Barrie Maguire

L’évolution fulgurante de la Chine

BEIJING – Le gouvernement chinois s’apprête à célébrer en grande pompe le 60e anniversaire de la République populaire de Chine et le 30e anniversaire du programme de Deng Xiaoping de « réforme et d'ouverture », avec la grande parade de la fête nationale qui aura lieu à la place Tienanmen, à Beijing. En traversant cette place l'autre soir, j’ai repensé à l'époque où j'ai commencé à suivre l'étonnante odyssée chinoise. Si le visage emblématique, à la Mona Lisa, du président Mao continue de regarder fixement depuis la porte de la Paix céleste, ce qui se passait autour de moi ce soir-là montre à quel point les choses ont changé.

Il y a un demi-siècle, quand j'ai commencé à étudier la Chine à Harvard, les dirigeants chinois vantaient la supériorité de leur économie de commande socialiste qui contrôlait tous les domaines de la vie. L'hostilité entre les États-Unis et la Chine empêchait cependant les étudiants comme moi de se rendre dans ce pays.
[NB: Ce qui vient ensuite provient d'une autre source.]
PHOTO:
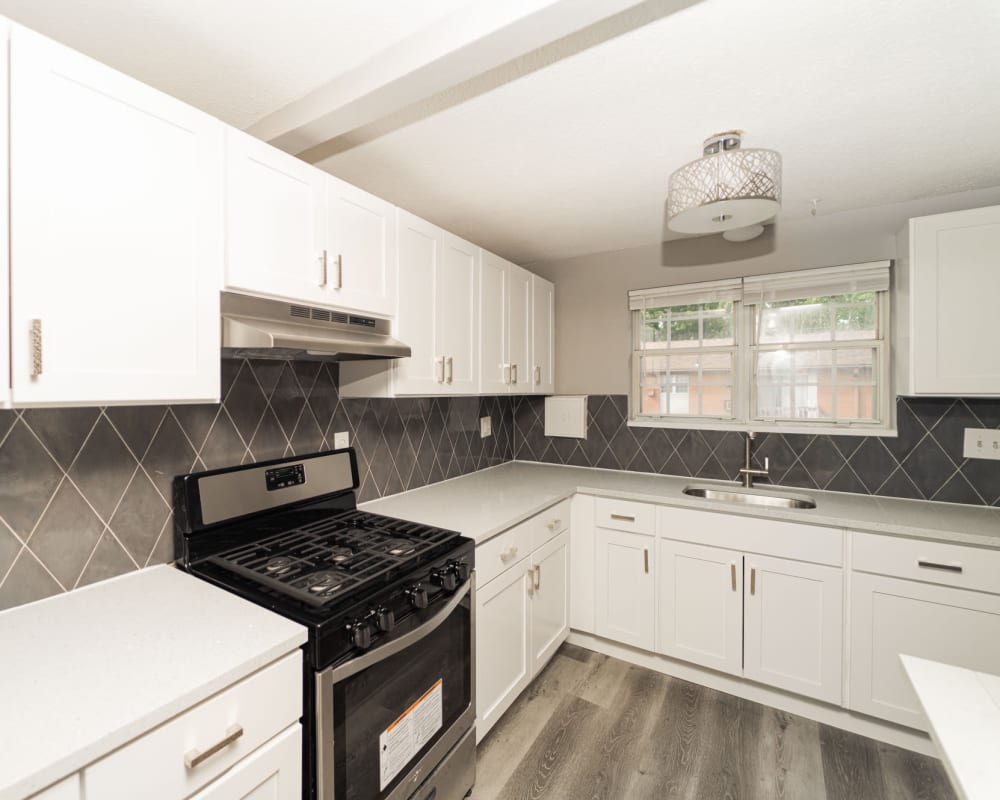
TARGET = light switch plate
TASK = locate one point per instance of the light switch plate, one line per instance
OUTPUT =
(982, 443)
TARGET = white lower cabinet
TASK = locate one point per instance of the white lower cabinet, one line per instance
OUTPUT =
(892, 617)
(624, 587)
(701, 605)
(522, 614)
(793, 626)
(272, 772)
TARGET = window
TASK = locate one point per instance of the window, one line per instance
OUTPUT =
(798, 349)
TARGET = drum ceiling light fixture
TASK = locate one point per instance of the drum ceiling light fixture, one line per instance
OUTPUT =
(729, 190)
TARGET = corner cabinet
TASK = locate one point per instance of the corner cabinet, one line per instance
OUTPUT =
(116, 246)
(946, 283)
(522, 609)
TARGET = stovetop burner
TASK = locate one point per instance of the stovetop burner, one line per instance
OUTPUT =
(319, 562)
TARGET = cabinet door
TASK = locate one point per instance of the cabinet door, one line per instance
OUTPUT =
(361, 249)
(419, 267)
(955, 282)
(701, 605)
(543, 335)
(519, 323)
(793, 629)
(550, 600)
(274, 210)
(494, 352)
(272, 772)
(458, 294)
(624, 587)
(503, 661)
(116, 235)
(891, 617)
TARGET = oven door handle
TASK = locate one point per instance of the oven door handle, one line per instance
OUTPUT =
(356, 665)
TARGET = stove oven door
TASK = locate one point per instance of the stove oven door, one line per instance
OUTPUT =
(387, 719)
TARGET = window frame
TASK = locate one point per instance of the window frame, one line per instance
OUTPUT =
(745, 381)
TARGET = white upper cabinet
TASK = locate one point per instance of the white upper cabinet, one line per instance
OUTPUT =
(543, 336)
(274, 218)
(361, 249)
(295, 232)
(507, 317)
(116, 252)
(947, 282)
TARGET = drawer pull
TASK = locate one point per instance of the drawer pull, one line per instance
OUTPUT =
(193, 757)
(935, 565)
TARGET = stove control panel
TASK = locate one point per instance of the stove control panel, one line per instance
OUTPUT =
(285, 476)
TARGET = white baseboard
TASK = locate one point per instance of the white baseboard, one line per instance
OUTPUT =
(897, 735)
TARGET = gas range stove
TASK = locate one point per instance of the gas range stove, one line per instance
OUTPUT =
(388, 690)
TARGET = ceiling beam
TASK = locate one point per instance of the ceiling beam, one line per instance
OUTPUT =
(471, 42)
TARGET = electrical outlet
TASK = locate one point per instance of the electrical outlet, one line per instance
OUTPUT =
(982, 443)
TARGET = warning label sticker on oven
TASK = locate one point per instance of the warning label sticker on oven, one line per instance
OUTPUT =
(402, 740)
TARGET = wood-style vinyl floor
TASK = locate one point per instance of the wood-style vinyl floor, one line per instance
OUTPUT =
(591, 727)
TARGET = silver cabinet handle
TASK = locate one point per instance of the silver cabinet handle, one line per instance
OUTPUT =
(322, 268)
(36, 348)
(936, 565)
(193, 758)
(508, 554)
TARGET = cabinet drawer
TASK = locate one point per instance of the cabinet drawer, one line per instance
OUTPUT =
(506, 549)
(154, 766)
(963, 566)
(625, 515)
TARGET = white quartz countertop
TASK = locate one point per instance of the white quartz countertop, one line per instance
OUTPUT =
(963, 708)
(85, 672)
(484, 503)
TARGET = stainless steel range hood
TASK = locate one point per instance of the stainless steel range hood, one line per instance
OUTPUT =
(257, 328)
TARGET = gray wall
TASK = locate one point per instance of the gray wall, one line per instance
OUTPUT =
(592, 321)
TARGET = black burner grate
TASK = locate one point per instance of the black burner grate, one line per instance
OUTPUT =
(321, 561)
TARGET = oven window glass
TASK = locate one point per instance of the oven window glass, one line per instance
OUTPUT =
(367, 704)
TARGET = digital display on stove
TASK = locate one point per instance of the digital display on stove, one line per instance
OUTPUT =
(283, 477)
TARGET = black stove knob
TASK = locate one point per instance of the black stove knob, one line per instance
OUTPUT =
(461, 570)
(361, 635)
(385, 619)
(445, 578)
(418, 597)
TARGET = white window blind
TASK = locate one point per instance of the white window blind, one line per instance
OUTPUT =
(870, 277)
(687, 294)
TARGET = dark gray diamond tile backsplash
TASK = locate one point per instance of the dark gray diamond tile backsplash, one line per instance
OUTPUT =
(85, 492)
(924, 462)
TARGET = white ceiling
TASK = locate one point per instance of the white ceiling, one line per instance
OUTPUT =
(868, 102)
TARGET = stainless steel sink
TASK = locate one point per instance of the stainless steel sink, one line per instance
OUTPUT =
(750, 498)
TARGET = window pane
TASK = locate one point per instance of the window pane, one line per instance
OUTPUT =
(819, 319)
(690, 384)
(817, 384)
(701, 325)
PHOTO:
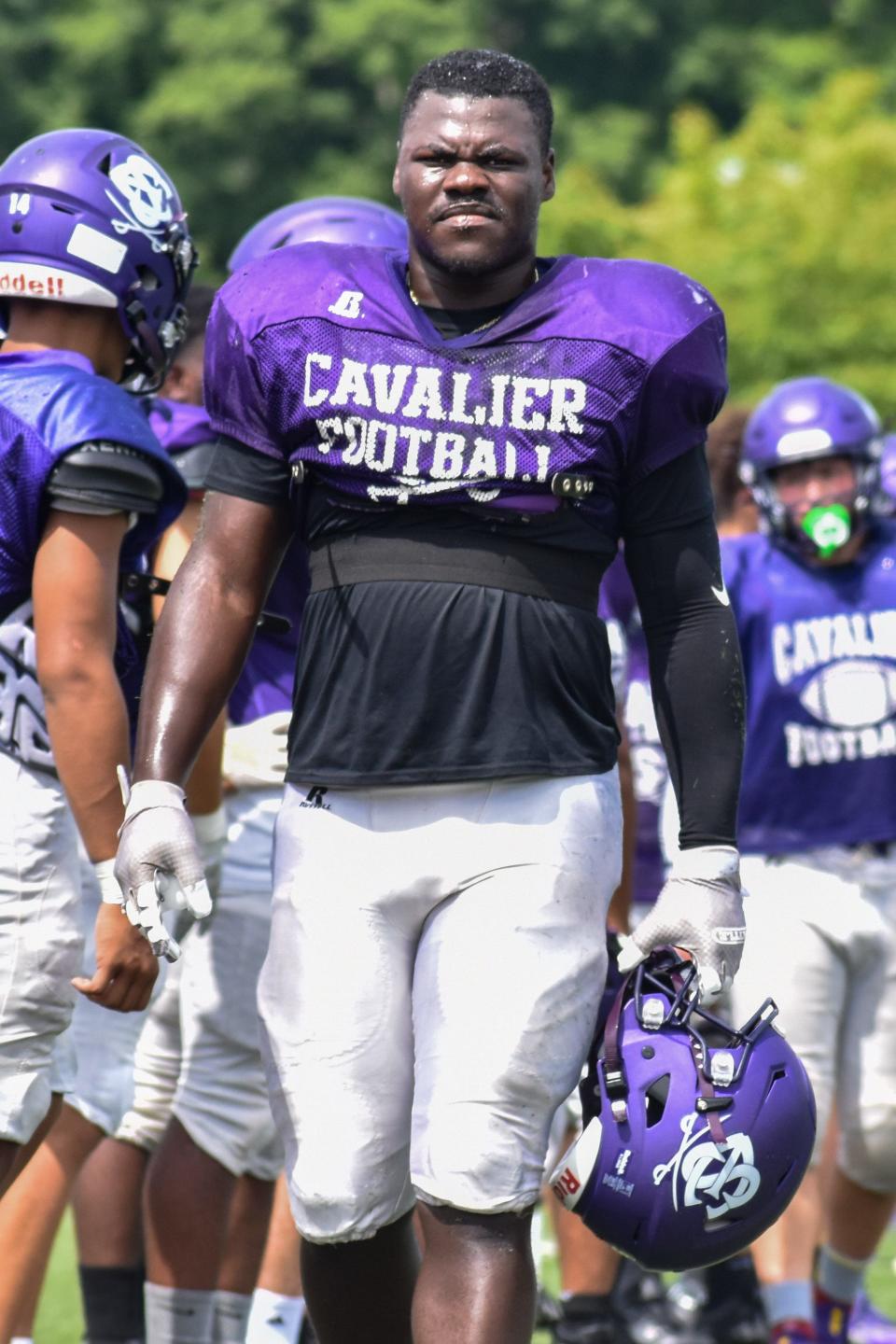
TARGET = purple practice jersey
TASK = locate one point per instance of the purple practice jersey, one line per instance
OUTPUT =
(49, 403)
(606, 369)
(265, 684)
(819, 662)
(649, 769)
(459, 497)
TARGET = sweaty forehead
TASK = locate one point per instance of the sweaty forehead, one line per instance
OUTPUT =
(457, 119)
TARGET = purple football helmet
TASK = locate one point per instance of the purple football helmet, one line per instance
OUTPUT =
(86, 217)
(696, 1136)
(807, 418)
(323, 219)
(889, 472)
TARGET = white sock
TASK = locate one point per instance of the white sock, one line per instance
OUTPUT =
(274, 1319)
(231, 1315)
(840, 1276)
(179, 1315)
(791, 1301)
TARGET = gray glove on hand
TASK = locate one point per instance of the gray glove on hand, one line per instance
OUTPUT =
(699, 909)
(159, 863)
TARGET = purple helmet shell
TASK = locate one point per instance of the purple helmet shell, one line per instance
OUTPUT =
(889, 469)
(86, 217)
(328, 219)
(696, 1136)
(807, 418)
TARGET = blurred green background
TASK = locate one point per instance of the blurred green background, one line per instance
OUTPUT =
(749, 143)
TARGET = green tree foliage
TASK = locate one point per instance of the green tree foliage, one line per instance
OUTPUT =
(749, 143)
(789, 220)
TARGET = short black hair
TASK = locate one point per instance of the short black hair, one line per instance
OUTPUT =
(724, 443)
(199, 300)
(483, 74)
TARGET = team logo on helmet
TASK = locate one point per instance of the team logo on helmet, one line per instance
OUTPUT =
(719, 1176)
(147, 206)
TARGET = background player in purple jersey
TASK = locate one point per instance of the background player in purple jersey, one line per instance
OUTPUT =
(89, 228)
(100, 1043)
(816, 605)
(461, 433)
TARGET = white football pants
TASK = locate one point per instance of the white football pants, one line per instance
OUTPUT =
(431, 988)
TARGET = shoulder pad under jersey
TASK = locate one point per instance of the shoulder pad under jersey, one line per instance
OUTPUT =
(639, 305)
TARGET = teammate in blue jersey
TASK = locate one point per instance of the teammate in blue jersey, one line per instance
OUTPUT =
(461, 431)
(89, 229)
(814, 598)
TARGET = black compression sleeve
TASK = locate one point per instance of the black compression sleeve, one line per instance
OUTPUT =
(101, 477)
(694, 674)
(235, 469)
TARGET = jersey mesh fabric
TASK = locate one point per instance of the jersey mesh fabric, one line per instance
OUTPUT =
(464, 461)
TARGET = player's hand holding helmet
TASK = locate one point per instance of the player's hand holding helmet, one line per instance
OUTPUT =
(160, 863)
(696, 1136)
(699, 909)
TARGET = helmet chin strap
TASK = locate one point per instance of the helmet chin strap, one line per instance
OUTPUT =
(828, 527)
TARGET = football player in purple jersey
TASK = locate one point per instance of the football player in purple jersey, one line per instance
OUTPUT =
(814, 597)
(461, 433)
(91, 228)
(220, 1135)
(103, 1043)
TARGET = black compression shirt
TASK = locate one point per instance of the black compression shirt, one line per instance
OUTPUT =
(430, 679)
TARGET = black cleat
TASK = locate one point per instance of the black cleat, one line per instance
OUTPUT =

Mais en 1975, alors que Mao était encore en vie, que la révolution culturelle battait son plein, que les classes politiques continuaient d’avoir une grande influence et qu'il n'y avait pas de voitures, de boutiques, de publicités, ni de propriétés privées, je débarquais à Pékin. Même nous autres visiteurs étrangers – portant scrupuleusement casquettes et costumes bleus Mao – devions assister régulièrement à des « séances d’études » politiques pour purifier nos esprits bourgeois par les tracts prolétaires de la Bande des Quatre. Ce voyage a jeté les bases indélébiles qui m’ont toujours permis de mesurer les changements en Chine.